- Coat of arms
- Coordinates (Przyłęk): 51°20′N 21°45′E﻿ / ﻿51.333°N 21.750°E
- Country: Poland
- Voivodeship: Masovian
- County: Zwoleń
- Seat: Przyłęk

Area
- • Total: 130.89 km^{2} (50.54 sq mi)

Population (2006)
- • Total: 6,479
- • Density: 49/km^{2} (130/sq mi)
- Website: http://www.przylek.pl/

= Gmina Przyłęk =

Gmina Przyłęk is a rural gmina (administrative district) in Zwoleń County, Masovian Voivodeship, in east-central Poland. Its seat is the village of Przyłęk, which lies approximately 12 kilometres (7 mi) south-east of Zwoleń and 114 km (71 mi) south-east of Warsaw.
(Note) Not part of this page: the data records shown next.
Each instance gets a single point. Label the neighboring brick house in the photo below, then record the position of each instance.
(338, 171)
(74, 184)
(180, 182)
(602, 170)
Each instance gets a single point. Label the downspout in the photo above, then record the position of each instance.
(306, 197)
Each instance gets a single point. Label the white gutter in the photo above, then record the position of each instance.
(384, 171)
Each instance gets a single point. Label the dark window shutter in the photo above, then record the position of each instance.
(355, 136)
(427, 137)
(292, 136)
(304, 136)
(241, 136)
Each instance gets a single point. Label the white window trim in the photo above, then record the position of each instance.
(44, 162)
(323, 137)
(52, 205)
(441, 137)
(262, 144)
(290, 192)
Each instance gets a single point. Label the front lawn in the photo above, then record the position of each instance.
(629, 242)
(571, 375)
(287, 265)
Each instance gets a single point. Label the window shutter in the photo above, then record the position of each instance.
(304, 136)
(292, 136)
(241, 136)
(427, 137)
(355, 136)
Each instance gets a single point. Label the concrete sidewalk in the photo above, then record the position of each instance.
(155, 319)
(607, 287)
The gmina covers an area of 130.89 km2, and as of 2006 its total population is 6,479.

==Villages==
Gmina Przyłęk contains the villages and settlements of Andrzejów, Babin, Baryczka, Grabów nad Wisłą, Helenów, Ignaców, Krzywda, Kulczyn, Łagów, Łaguszów, Ławeczko Nowe, Ławeczko Stare, Lipiny, Lucimia, Mierziączka, Mszadla Dolna, Mszadla Nowa, Mszadla Stara, Okrężnica, Pająków, Przyłęk, Ruda, Rudki, Stefanów, Szlachecki Las, Wólka Łagowska, Wólka Zamojska, Wysocin, Załazy, Zamość Nowy and Zamość Stary.

==Neighbouring gminas==
Gmina Przyłęk is bordered by the gminas of Chotcza, Janowiec, Policzna, Puławy, Wilków and Zwoleń.